Micron Technology just released its latest earnings report, showing exciting results on all fronts for this quarter. Revenues were 6.8 billion dollars, with a 177% increase compared to the previous quarter and 82% compared to the previous year. However, surprisingly, Micron Technology (NASDAQ: MU) stock price fell 6.68% in after-market tradingLet’s find out why.
Beating estimates is not enough to make investors happy, an equally positive outlook is needed. Micron’s forecast, while positive, was in line with analysts’ expectationsleaving the market a bit perplexed. After all, with all the momentum of theartificial intelligence (IA) that we are talking about, perhaps something more was expected.
However, it is important to highlight that Micron stock has already risen significantly this year and that this quarter remains solid, with encouraging commentary on the future. There could be an interesting buying opportunity, but it is still early to understand the extent of it.
Let’s dive deeper into Micron’s Results
Revenues: $6.8 billion, of which $4.7 billion came from DRAM and $2.1 billion from NAND. DRAM represents 69% of total revenue and increased 133% compared to the previous quarter.
Price increase: Both Micron and Samsung are expected to see a further price increase later this year due to strong demand. This will impact the margins of companies like Nvidia and AMD that use Micron chips in their data centers.
Business segments: The network saw an increase of 18% compared to the previous quarter and 85% compared to the previous year.

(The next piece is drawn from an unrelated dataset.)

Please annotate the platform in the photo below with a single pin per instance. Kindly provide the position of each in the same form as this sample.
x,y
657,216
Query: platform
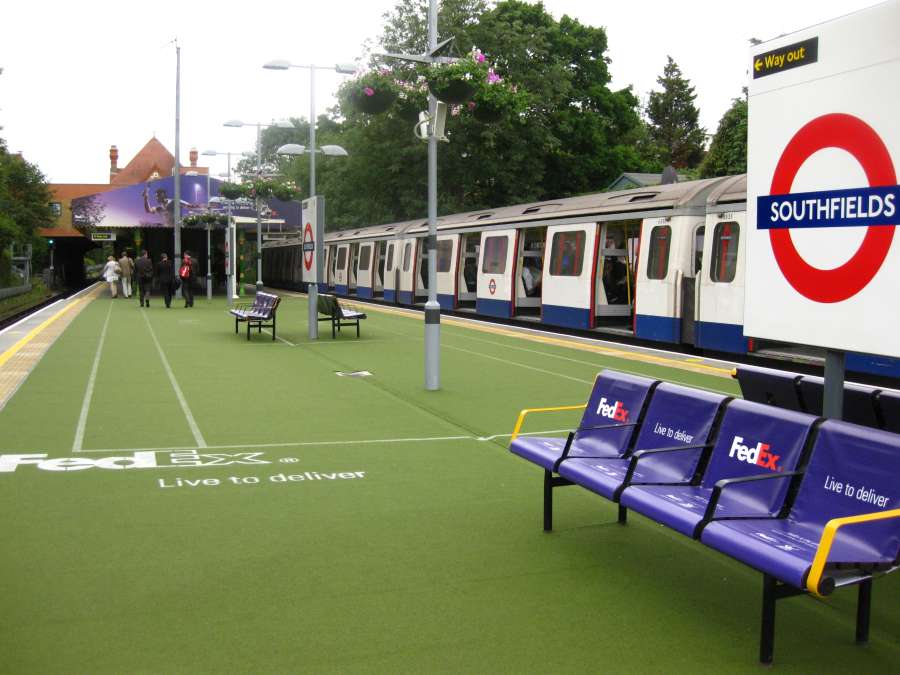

Mobile remained stable compared to the previous quarter, but increased 94% year over year. Embedded grew 16% and 42% respectively, while storage jumped 50% and 116%.

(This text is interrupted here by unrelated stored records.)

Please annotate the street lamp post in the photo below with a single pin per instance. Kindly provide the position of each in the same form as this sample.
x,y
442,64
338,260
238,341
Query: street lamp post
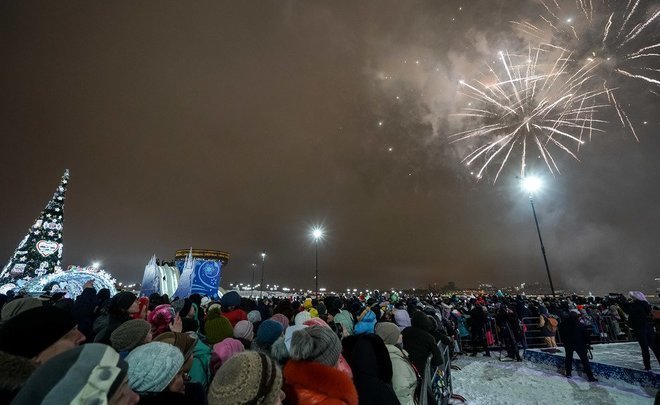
x,y
263,263
254,266
532,184
317,234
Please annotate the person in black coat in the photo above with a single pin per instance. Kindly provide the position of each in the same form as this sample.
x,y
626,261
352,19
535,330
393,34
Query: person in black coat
x,y
478,329
575,336
419,343
640,320
372,369
84,309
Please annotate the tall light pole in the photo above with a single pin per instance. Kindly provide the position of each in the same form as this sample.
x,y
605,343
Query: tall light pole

Margins and profits: Gross margin increased to 28%, net income to $72 million and earnings per share to 62 cents.
Dividends and share repurchases: Micron returned $5.5 billion to shareholders in the form of buybacks and dividends, including the repurchase of 60 million shares. However, buybacks were temporarily suspended for this quarter.
Optimism for the future, but caution is needed
Micron Expects Strong AI-Driven Demand for Data Center Productsresulting in continued price increases throughout 2024. Additionally, the company is confident it can achieve record revenue in fiscal 2025, with significantly improved profitability.
However, it is important to consider that the market is at an early stage of a multi-year race to enable artificial general intelligence (AGI), which will require ever-increasing demand for DRAM and NAND memory. Micron believes it is one of the biggest beneficiaries of this growth opportunity.
Conclusions
Micron’s stock price drop after a strong quarter could be apurchasing opportunity. However, it is good to be cautious and take into account the company’s future forecasts and general market conditions.
Monitor the following key factors:
- Trend in demand for AI: Will strong demand for AI support Micron’s growth?
- DRAM and NAND Prices: Will the expected price increases materialize?
- Competition: How will competitors react to Micron’s leadership?
If you are convinced of Micron’s long-term future and are willing to tolerate some short-term volatility, the decline in the share price could represent an interesting investment opportunity.